2. Now, it may be possible to remove the agraffe from the string by twisting it around the winding, but I have never heard how anyone has done this except on a single wire bass note. Getting the old wire back and screwing in the agraffe seems totally impossible to consider. The best plan may be to simply order new strings when you order the agraffe.
3. If a treble string is involved, you will be dealing with a three hole agraffe, and you will have to loosen a pin in the note to the right or left of the one where the agraffe broke. This is because the treble strings make a trip from one tuning pin down around the hitch pin and back to the next tuning pin.
4. If a single string bass note is involved, you may be able to work the agraffe through the winding once you remove it from the tuning pin. The problem with this trick is that you have to screw in the agraffe while you flip the string around and around. It may be done, but it is a bit insane.

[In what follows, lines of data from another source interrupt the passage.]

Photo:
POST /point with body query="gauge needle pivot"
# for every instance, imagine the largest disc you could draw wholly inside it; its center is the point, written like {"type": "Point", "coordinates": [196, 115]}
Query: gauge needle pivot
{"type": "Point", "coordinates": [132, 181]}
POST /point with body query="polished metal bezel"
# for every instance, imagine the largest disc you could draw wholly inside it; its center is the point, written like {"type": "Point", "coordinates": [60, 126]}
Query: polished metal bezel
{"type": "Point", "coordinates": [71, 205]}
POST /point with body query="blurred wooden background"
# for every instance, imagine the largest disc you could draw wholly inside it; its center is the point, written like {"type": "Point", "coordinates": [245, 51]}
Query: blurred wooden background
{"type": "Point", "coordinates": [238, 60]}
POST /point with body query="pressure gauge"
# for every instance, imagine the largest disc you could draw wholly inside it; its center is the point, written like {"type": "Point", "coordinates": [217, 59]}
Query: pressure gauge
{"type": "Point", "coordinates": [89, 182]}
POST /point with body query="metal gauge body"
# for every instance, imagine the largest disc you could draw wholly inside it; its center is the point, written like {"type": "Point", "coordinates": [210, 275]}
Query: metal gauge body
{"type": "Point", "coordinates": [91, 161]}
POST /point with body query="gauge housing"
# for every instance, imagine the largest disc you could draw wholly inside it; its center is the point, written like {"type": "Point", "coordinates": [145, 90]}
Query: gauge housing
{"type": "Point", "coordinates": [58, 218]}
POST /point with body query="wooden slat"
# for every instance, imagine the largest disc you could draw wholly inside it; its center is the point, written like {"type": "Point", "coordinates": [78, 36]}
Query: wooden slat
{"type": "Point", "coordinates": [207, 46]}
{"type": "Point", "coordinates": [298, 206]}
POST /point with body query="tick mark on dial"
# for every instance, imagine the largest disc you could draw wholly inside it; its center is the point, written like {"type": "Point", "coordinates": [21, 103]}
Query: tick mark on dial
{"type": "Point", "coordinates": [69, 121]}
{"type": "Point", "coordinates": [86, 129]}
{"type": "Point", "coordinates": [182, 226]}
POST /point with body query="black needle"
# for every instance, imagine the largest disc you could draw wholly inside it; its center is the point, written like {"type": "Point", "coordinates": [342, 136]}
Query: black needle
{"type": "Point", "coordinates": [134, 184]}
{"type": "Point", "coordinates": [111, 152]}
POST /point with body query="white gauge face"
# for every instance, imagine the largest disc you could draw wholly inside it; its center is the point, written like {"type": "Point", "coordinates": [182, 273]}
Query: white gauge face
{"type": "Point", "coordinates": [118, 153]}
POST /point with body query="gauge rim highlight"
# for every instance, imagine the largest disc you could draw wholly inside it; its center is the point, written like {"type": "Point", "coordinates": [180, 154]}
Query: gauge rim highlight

5. Now, you need to remove the piece that broke off and is embedded in the harp of the piano. You may be able to tap it out with a pointed punch by tapping the outer edge of one one side of the piece in a counter clockwise direction, then tap on the outer edge of the other side of the piece in the same direction. This will probably not work. In this case, you will need to drill a hole in the broken piece into which you can insert an "Easy Out," and remove it that way. An auto mechanic can tell you how this is done and may loan you the tool. If not, we can supply the "Easy Out." Be sure to drill the hole in the exact center of the broken piece, and be sure the hole is not big enough to damage the threads of the piece. On a Steinway, the hole must not be over 1/8 inch, and on other pianos use the same rule. Steinway agraffes are a bit larger than other brands.
6. If the threads are damaged, you should clean them up with a tap which you can buy from our catalog. Thread the new agraffe into the hole. If it does not stop with a slight tightening in a perfect position perpendicular to the string pattern, you need to add the agraffe washers which we supply until the agraffe is positioned correctly. Do not leave the agraffe loose in the hole. Use the washers made of brass.
7. String the new wire as in our instructions.